Con un po’ di dispiacere, ho raccontato alla mia amica Annalisa di questa opportunità persa e lei mi ha risposto “Ma quale opportunità persa? Proponi all’AISF di attivare una campagna di crowdfunding, vedrai che riuscirete ad ottenere i fondi necessari per finalizzare la App.”…e così, il giorno seguente, ho seguito il suo consiglio.
La proposta è stata accolta con grande entusiasmo e l’associazione ha attivato in pochi giorni una campagna di crowdfunding che, grazie al sostegno di privati ed aziende ha permesso di ottenere la somma necessaria per poter sviluppare la App.

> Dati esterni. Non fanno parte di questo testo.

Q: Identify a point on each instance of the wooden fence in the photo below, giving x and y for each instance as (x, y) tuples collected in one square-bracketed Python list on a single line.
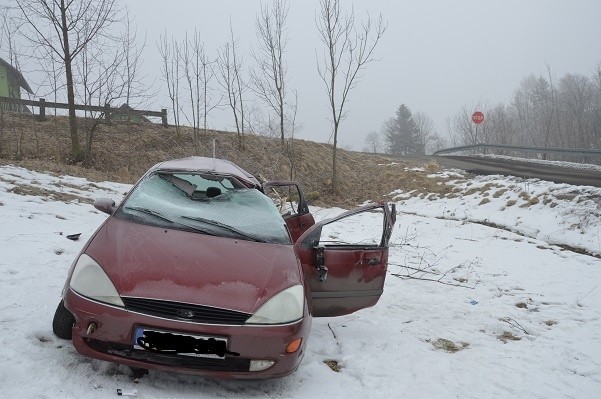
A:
[(107, 110)]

In meno di un mese, la FibroMiaApp è stata resa disponibile a tutte le persone affette dalla sindrome fibromialgica.
[Parentesi: Le terapie digitali, noti anche come digital therapeutic, sono sistemi software utilizzati da soli o in abbinamento a dispositivi connessi o terapie mediche e farmaci, per la cura di determinate patologie e dipendenze. La FibroMiaApp è il primo progetto italiano “strutturato” di Teleassistenza e Telemonitoraggio sanitario per i pazienti con sindrome fibromialgica. In questo modo sarà possibile garantire la corretta diagnosi, le terapie mediche, oltre ai controlli periodici successivi ai trattamenti terapeutici, al fine di migliorare la qualità della vita e la soddisfazione dei pazienti e dei loro famigliari, senza però gravare sul bilancio della sanità pubblica.]

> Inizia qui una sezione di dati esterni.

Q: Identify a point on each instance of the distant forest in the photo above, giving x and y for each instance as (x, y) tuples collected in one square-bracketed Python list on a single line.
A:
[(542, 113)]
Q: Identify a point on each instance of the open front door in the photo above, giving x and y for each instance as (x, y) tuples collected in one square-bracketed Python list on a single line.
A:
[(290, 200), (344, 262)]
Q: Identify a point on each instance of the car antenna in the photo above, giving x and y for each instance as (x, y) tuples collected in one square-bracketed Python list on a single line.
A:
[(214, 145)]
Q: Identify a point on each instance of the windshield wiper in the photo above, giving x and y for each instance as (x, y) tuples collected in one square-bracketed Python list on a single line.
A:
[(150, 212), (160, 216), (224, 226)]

Con questa App vengono controllati i sintomi, programmati i controlli di routine.
Inoltre, in base ai sintomi indicati, e alla soglia del dolore avvertita giornalmente, la App consiglia quali esercizi riabilitativi fare, o anche esercizi di yoga e tai chi.

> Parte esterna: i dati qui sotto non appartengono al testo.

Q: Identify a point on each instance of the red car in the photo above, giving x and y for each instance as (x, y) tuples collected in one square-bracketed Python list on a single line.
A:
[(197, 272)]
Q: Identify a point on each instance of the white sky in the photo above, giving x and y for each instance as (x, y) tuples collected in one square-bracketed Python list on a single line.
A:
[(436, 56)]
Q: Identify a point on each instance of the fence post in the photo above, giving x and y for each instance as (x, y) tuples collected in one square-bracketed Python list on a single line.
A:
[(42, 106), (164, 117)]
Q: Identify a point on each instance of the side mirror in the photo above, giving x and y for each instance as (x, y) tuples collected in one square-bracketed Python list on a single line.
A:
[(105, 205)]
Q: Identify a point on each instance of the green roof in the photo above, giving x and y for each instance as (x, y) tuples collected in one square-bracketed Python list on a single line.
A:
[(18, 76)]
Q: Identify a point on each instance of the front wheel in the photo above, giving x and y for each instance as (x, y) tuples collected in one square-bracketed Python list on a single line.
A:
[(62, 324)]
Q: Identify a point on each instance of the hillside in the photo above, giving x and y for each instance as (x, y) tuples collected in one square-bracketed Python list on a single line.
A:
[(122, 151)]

Posso programmare sedute specialistiche con fisioterapisti, con massaggiatori professionisti, con il reumatologo…
Attraverso la App riesco anche ad avere sconti sulle cure termali…ho scoperto che mi fanno benissimo le terme! e, con la prenotazione dalla App, il centro termale scelto mi mette a disposizione un servizio navetta.
Non solo, con codici generati direttamente dalla App, posso avere la consegna della spesa con precedenza e senza costi aggiuntivi.
Insomma, questa App mi sta rendendo più autonoma e mi sembra quasi di aver ripreso in mano un po’ la mia vita, senza aver sempre bisogno del supporto di qualcuno. Questo fa bene anche al mio umore, a combattere quella depressione in cui mi sembrava di essere caduta quando ho scoperto che questa sindrome aveva scelto me. “Una malattia rara”, di solito le cose “rare” sono preziose, invece questa volta è esattamente l’opposto, ti chiedi perché abbia scelto proprio te, ma grazie a questa App mi sento anche meno sola, mi sento più “coccolata” e quando stai male è la medicina migliore.